Hundreds of billions of dollars in capital gains avoid being taxed each year under this perk for the super rich. It is, after all, the super rich who own the majority of stocks in this country. (You can read the President’s full Fact Sheet on making the tax code more fair here.)
Leo P. Thornton failed to get the attention of the corporate media with the sign he taped to his hand but he may have channeled his thoughts to Dean Baker of the Centre for Economic Policy Research (CEPR). Yesterday, the same day that Thornton’s name was released to the public, Baker wrote a detailed article on another tax perk that is minting billionaires all over Wall Street – the so-called “carried interest” tax perk.
Hedge funds, venture capital and private equity firms, all use the “carried interest” maneuver to avoid paying taxes at the rate paid by the middle class wage earner. Baker writes as follows:
“The reason most of us have seen little gain from economic growth over the last three decades is that the rich have rigged the rules to ensure that money flows upward. Through their control of trade policy, Federal Reserve Board policy, and other key levers of government, they have structured the market to weaken the bargaining power of ordinary workers and benefit the CEOs and Wall Street crew. As a result, the typical worker has seen almost none of the gains from economic growth over the last four decades…
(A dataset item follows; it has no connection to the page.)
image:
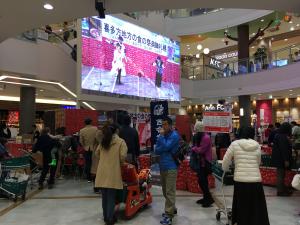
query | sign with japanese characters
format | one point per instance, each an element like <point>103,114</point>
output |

“Many issues in tax law are complicated; the fund managers’ tax break is not. It’s just a good old-fashioned rip-off of ordinary taxpayers for the benefit of the wealthy. The basic point is very simple. The fund managers’ tax break allows managers of hedge funds, private equity funds, and various other investment funds to have much of their pay taxed at the capital gains tax rate rather than the tax rate applied to wage income.
“At present, this will typically mean a savings of almost 20 percentage points since the capital gains tax rate for the rich is 20 percent, compared to a 39.6 percent tax rate on ordinary wage income. The people who benefit from this tax break include some of the richest people in the country…”
“The fund managers’ tax break is real money for the people affected. In the case of a fund manager looking at $100 million in carried interest income, the tax break will mean an additional $20 million in their pockets…
“Surely it is possible to envision a less corrupt Congress that doesn’t make up tax rules exclusively to benefit the very rich. It is also difficult to see how the economy benefits from creating tax loopholes that cause people to spend their time gaming the tax code rather than doing productive work.”
Today, the infrastructure of the United States is in decay. Students are struggling under $1.2 trillion of student debt. In 2014 the Federal Reserve released a study showing that 52 percent of Americans would not be able to raise $400 in an emergency by tapping their checking, savings or borrowing on a credit card, which they would then be able to pay off when the next statement arrived. But Wall Street CEOs and hedge fund managers are still partying and raking in obscene compensation like there is broad-based prosperity in America. And on top of that, they’re enjoying obscene tax loopholes.
If a 22-year old falls in the Capitol and no one hears his message, did he die in vain? We urge everyone reading this to write your own obituary for this young man and his message and share it on your social media site.